Related post: How to Talk Finances with Your Partner
Figure out alternatives for your challenges
A second tactic to help you succeed at the no spend-challenge is to find alternatives for the moments you know you’ll be challenged. As mentioned above, one way to tackle the urge to eat out is to plan your meals ahead of time. You’re more likely to eat at home if you have easy meals to cook with ingredients already on hand.
If you like to shop, put together a list of other things you can do when the urge to shop strikes. You could take a walk outdoors, practice an instrument, read a book, or clean out your closet. You might even find a new hobby out of all the extra time that you don’t spend money.
A few other challenges and alternatives:
Your friend’s birthday dinner —> invite your friend over for brunch
A musician you want to see is playing in town —> go to a free show and see the musician the next time around
You want to start guitar lessons —> Borrow a guitar from a friend and start learning with free online tutorials
Yoga class at a studio —> hit the gym with a membership you already have, use a video tutorial, or go for a hike outdoors
Shopping for new clothes —> mend a few buttons and holes in the clothes you already have to make them wearable again
Wine tasting at a vineyard —> invite friends over and have some wine and cheese at home
Visiting a museum —> take a self-guided walking tour of your city and take pictures of your own
Running out of makeup —> use an alternative in your makeup kit or do without
The key here is also to avoid things that make you want to spend your money. Focus on alternatives and the goal you set for yourself. Imagine how happy you’ll be when you achieve it.
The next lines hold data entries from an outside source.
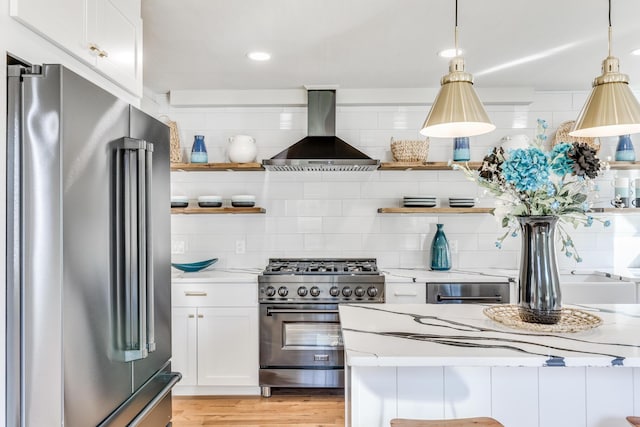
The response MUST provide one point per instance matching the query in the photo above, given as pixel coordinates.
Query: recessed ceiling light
(449, 53)
(259, 56)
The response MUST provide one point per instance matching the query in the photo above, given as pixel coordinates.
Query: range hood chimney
(321, 150)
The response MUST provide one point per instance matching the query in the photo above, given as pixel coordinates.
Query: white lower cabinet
(215, 338)
(405, 292)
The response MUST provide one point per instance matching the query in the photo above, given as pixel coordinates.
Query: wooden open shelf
(423, 165)
(625, 165)
(630, 210)
(436, 210)
(204, 167)
(224, 210)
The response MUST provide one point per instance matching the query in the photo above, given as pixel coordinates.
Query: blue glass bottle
(440, 253)
(461, 152)
(199, 150)
(624, 150)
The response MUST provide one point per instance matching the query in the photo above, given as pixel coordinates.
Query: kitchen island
(451, 361)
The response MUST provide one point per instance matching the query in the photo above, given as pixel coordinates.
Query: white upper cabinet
(106, 34)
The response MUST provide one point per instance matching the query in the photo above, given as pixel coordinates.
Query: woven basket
(410, 150)
(562, 135)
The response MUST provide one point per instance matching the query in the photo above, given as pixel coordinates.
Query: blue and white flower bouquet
(533, 181)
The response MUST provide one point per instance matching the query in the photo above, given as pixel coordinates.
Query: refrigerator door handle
(151, 339)
(131, 244)
(173, 378)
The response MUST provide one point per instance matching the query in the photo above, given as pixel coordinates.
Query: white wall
(335, 213)
(20, 42)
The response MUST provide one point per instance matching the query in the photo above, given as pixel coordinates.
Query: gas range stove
(300, 280)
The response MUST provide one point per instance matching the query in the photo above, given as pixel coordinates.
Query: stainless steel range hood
(321, 150)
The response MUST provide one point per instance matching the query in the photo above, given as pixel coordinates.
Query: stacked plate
(419, 201)
(461, 202)
(179, 201)
(243, 201)
(209, 201)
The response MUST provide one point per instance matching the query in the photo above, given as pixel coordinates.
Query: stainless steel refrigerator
(88, 256)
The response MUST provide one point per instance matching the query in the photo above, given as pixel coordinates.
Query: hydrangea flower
(561, 164)
(526, 169)
(541, 181)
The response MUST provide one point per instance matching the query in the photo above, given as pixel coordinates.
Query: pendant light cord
(455, 35)
(610, 28)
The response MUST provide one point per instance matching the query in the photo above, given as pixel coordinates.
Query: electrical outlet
(177, 247)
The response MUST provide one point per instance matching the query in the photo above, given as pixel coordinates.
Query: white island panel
(435, 361)
(420, 392)
(570, 385)
(467, 391)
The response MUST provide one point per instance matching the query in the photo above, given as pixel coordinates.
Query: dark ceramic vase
(540, 297)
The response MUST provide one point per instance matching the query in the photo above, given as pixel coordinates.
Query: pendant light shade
(611, 108)
(457, 110)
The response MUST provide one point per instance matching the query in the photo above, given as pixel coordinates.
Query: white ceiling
(544, 44)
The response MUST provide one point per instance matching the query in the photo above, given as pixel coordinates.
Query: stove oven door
(300, 336)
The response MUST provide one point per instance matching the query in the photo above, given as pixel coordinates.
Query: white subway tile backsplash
(298, 225)
(334, 214)
(331, 190)
(318, 207)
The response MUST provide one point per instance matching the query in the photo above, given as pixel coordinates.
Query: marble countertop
(632, 274)
(225, 275)
(461, 335)
(424, 275)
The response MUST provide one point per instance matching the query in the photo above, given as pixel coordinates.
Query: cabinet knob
(95, 48)
(195, 293)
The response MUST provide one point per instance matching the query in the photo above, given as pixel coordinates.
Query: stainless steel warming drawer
(498, 292)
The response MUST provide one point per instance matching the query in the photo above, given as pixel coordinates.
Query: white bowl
(210, 199)
(243, 198)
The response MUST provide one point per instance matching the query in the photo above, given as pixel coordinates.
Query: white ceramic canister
(242, 149)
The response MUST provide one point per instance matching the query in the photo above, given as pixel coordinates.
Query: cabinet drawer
(405, 293)
(214, 294)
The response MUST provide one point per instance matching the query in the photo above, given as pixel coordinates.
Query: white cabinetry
(106, 34)
(593, 289)
(405, 292)
(215, 338)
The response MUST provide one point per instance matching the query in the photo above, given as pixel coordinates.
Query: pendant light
(457, 110)
(611, 108)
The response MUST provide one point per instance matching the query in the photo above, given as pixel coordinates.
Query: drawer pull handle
(195, 294)
(405, 294)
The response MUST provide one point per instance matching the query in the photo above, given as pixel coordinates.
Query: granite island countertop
(461, 335)
(224, 275)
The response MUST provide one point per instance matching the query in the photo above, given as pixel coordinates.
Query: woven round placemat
(562, 135)
(571, 320)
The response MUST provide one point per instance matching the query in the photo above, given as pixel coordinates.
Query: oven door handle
(497, 298)
(271, 311)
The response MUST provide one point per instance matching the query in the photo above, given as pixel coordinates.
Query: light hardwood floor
(283, 408)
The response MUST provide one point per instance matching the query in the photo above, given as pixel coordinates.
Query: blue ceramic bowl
(192, 267)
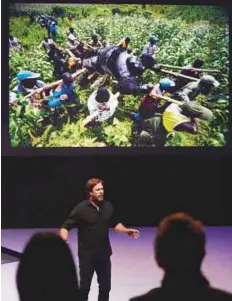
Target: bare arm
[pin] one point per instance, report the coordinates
(64, 234)
(120, 228)
(70, 223)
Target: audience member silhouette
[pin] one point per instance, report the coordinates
(46, 271)
(179, 250)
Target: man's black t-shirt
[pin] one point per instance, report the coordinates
(93, 228)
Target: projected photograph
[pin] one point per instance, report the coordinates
(94, 75)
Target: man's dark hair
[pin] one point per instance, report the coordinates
(91, 183)
(179, 243)
(198, 63)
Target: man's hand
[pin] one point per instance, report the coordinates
(133, 233)
(104, 107)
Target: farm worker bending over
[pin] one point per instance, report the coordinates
(14, 43)
(63, 93)
(190, 91)
(53, 29)
(28, 81)
(150, 48)
(150, 104)
(154, 131)
(101, 105)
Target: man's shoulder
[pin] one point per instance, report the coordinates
(219, 295)
(150, 295)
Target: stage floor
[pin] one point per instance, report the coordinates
(134, 270)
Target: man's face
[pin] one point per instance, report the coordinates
(97, 193)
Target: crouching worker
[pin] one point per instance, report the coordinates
(101, 105)
(155, 130)
(64, 93)
(28, 81)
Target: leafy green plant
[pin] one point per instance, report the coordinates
(183, 32)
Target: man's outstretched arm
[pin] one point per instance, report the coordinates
(123, 230)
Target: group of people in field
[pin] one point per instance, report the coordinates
(165, 107)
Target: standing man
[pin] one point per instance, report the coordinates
(93, 218)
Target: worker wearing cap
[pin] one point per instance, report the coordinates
(102, 103)
(189, 92)
(150, 48)
(63, 93)
(28, 81)
(52, 30)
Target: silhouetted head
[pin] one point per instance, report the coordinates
(67, 78)
(46, 270)
(179, 243)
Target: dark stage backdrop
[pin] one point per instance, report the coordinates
(41, 191)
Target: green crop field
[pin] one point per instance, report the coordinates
(183, 32)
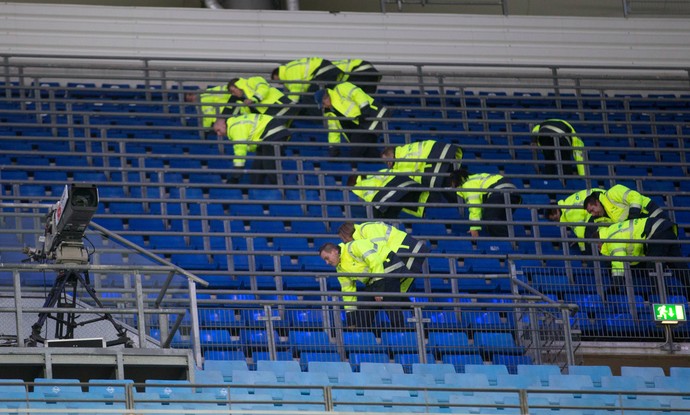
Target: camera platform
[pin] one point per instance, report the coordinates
(65, 315)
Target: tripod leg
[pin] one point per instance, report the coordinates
(51, 300)
(121, 332)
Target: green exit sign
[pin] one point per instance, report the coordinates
(669, 313)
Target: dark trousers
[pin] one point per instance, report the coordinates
(358, 135)
(393, 212)
(367, 79)
(266, 155)
(412, 254)
(569, 169)
(364, 317)
(498, 213)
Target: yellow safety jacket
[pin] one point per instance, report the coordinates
(618, 200)
(246, 127)
(578, 215)
(350, 65)
(211, 101)
(412, 158)
(614, 243)
(474, 198)
(360, 257)
(347, 100)
(297, 74)
(380, 232)
(260, 91)
(377, 182)
(574, 141)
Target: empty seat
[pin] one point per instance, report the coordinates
(460, 361)
(399, 341)
(437, 371)
(594, 372)
(541, 371)
(310, 341)
(359, 341)
(279, 368)
(452, 342)
(489, 371)
(646, 373)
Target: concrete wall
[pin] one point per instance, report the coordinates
(283, 35)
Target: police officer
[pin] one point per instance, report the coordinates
(254, 132)
(559, 143)
(427, 162)
(637, 238)
(479, 189)
(255, 91)
(372, 261)
(359, 72)
(621, 203)
(408, 248)
(570, 210)
(348, 107)
(213, 101)
(302, 77)
(392, 193)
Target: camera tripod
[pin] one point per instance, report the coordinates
(66, 321)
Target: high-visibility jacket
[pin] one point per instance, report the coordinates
(614, 240)
(360, 257)
(375, 181)
(578, 214)
(260, 91)
(350, 65)
(213, 103)
(297, 74)
(380, 232)
(347, 100)
(246, 127)
(563, 129)
(619, 200)
(412, 158)
(481, 184)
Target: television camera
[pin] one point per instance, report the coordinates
(62, 243)
(65, 225)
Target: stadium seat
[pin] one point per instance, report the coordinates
(646, 373)
(489, 371)
(356, 359)
(359, 341)
(436, 371)
(310, 341)
(399, 341)
(278, 367)
(541, 371)
(460, 361)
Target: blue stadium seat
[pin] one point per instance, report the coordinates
(226, 367)
(279, 368)
(647, 373)
(359, 341)
(449, 342)
(511, 361)
(382, 371)
(489, 371)
(460, 361)
(435, 371)
(399, 341)
(356, 359)
(334, 369)
(310, 341)
(541, 371)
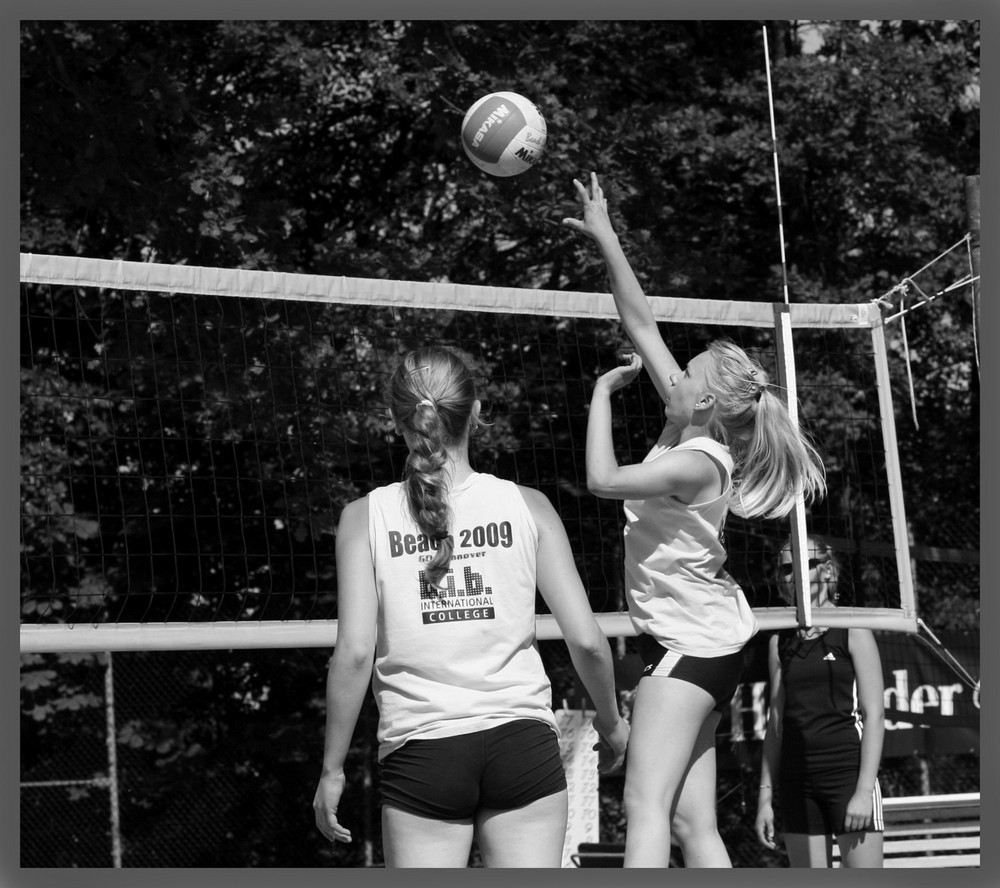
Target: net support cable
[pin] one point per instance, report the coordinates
(782, 318)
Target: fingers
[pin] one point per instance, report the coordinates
(331, 828)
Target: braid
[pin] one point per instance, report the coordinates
(431, 395)
(427, 496)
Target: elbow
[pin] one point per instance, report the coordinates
(353, 657)
(599, 485)
(594, 647)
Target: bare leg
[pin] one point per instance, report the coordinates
(861, 850)
(694, 820)
(667, 720)
(409, 840)
(809, 851)
(531, 836)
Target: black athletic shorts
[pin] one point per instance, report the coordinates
(451, 778)
(720, 676)
(814, 793)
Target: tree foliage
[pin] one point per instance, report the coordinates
(331, 147)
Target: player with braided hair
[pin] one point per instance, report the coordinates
(437, 578)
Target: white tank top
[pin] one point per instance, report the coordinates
(464, 658)
(677, 589)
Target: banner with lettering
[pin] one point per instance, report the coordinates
(930, 705)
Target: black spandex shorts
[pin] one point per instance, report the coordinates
(718, 675)
(451, 778)
(814, 795)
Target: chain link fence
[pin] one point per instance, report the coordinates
(210, 759)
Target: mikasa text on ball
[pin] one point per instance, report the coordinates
(503, 134)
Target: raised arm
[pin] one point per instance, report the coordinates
(351, 666)
(563, 591)
(631, 302)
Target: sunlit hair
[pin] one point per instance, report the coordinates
(430, 396)
(773, 459)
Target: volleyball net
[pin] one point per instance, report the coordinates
(190, 435)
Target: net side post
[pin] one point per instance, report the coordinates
(786, 378)
(894, 477)
(972, 214)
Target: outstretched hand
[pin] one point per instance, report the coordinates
(325, 803)
(611, 747)
(621, 376)
(596, 222)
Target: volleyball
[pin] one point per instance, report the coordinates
(503, 134)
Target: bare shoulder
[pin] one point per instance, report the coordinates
(536, 501)
(354, 515)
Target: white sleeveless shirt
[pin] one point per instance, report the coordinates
(464, 658)
(677, 589)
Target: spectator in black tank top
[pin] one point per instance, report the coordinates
(824, 731)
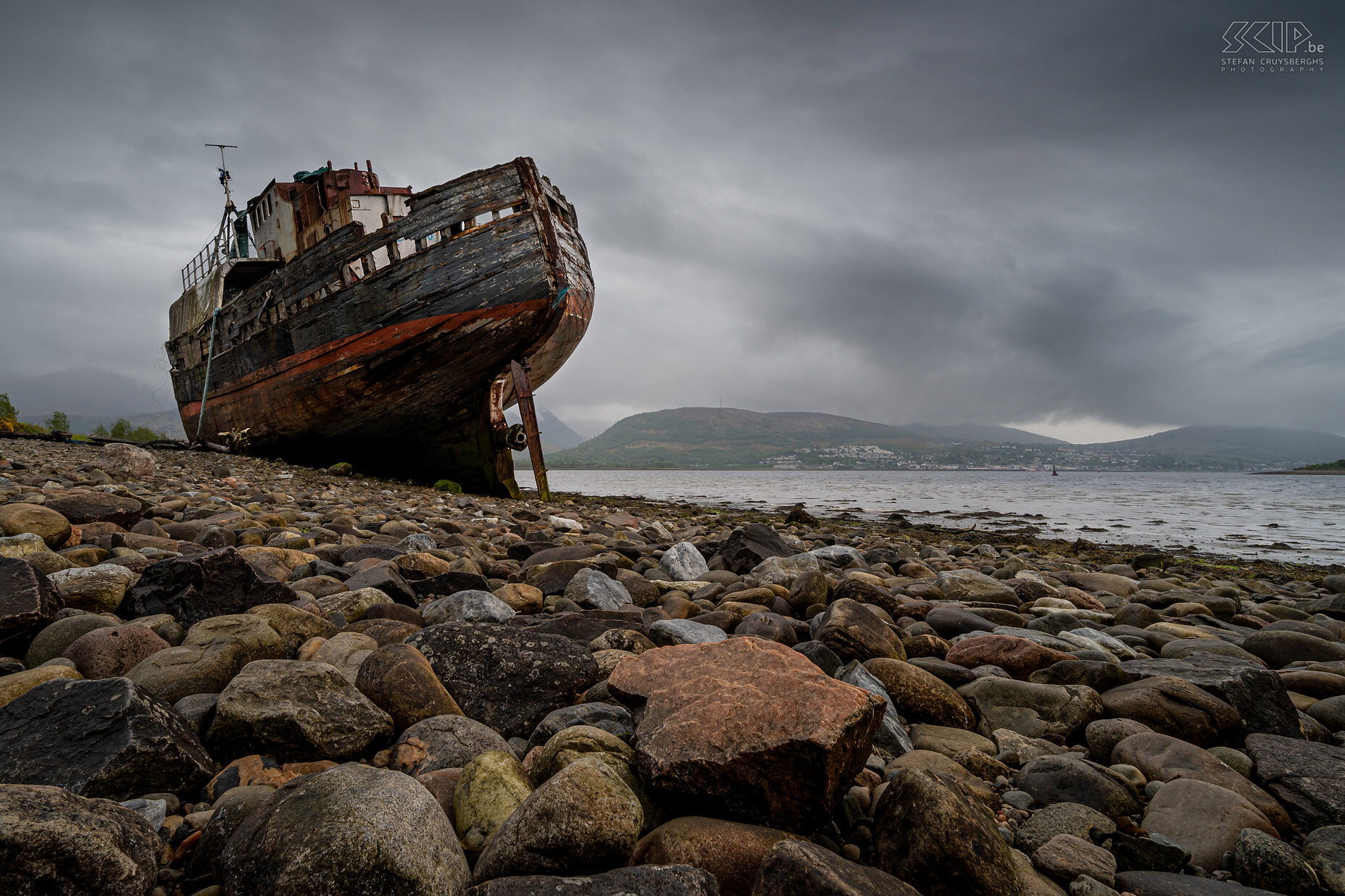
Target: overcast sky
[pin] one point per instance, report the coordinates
(1060, 216)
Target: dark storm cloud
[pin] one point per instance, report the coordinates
(943, 212)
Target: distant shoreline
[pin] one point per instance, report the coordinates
(826, 470)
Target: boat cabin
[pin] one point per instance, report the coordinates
(283, 221)
(288, 217)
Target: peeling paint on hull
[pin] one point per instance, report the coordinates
(391, 367)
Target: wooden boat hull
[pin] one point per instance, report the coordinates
(392, 350)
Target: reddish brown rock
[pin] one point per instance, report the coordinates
(108, 653)
(1016, 656)
(259, 770)
(729, 850)
(749, 728)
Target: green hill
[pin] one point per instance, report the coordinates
(725, 437)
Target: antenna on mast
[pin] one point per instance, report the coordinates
(224, 171)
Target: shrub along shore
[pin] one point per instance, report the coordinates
(234, 676)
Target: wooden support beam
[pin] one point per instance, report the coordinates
(523, 390)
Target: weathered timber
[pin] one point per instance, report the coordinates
(392, 348)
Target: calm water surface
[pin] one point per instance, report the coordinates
(1288, 519)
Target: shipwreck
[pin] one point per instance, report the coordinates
(336, 319)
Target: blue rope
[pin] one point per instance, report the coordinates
(205, 388)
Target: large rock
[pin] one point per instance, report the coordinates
(346, 651)
(296, 712)
(56, 842)
(111, 653)
(1067, 858)
(202, 585)
(583, 820)
(402, 684)
(1261, 700)
(667, 632)
(1146, 883)
(53, 641)
(941, 841)
(1111, 583)
(1261, 860)
(1177, 708)
(351, 604)
(97, 590)
(1016, 656)
(682, 563)
(99, 739)
(491, 787)
(749, 545)
(1165, 758)
(919, 696)
(592, 590)
(293, 624)
(1279, 648)
(748, 727)
(1060, 818)
(83, 506)
(851, 632)
(892, 735)
(28, 599)
(346, 832)
(467, 606)
(644, 880)
(1325, 852)
(182, 671)
(1307, 778)
(504, 677)
(127, 461)
(253, 632)
(229, 811)
(18, 684)
(806, 869)
(729, 850)
(971, 585)
(1073, 779)
(43, 522)
(1030, 709)
(443, 742)
(1204, 818)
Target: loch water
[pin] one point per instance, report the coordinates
(1283, 519)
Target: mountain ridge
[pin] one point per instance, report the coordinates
(733, 437)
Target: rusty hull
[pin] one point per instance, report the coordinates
(392, 350)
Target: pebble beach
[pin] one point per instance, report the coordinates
(232, 676)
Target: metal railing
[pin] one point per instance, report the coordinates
(220, 249)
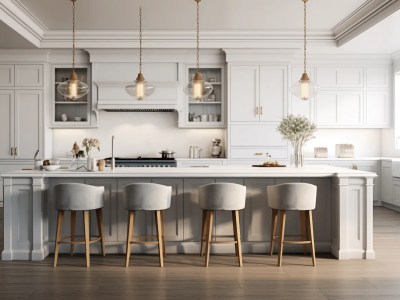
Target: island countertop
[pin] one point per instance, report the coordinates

Related post: How to Stop Unnecessary Spending Once and for All
Remember that it’s for a limited amount of time
You might encounter difficulty or resistance to the no-spend month, whether from yourself or others. When that happens, remind yourself that you’re only doing it for 30 days. You can do most everyday things for 30 days, things like riding your bike to work instead of driving the car, washing dishes instead of using the dishwasher, eating the Keto diet, and cutting your non-essential spending.
The first time I did a no-spend month, I did it for the first two-three weeks without even realizing it. Once I saw what was happening, I was happy to let it continue and see if I could save for the entire month. The second time I did it was much more difficult as I found more things I wanted to spend money on. I became a grouch but stuck it out because it was for only one month.
Calculate how much you’ve saved and reward yourself
Celebrate your success at the end of the month. Calculate how much you’ve saved and reward yourself! It may be that you spend the money you saved on something you really want or you just give yourself a pat on the back.
If you’re doing this in November, this is a great way to start your holiday shopping. You have some money saved and now can responsibly spend on family and friends.
Related post: 8 Tips to Manage Holiday Spending
A No-Spend November isn’t an easy task. November is a particularly hard time of year to save money because of the holidays, social events, and sales that go on. For those that are having a hard time with the idea of not spending for 30 days, try it for a week or two and see what you think. You might be motivated to continue for the whole month.
You can also move the challenge to January or any other month of the year. No matter how long or when you do it, if you stick to it, you’ll be better off than when you started. And that’s something to celebrate.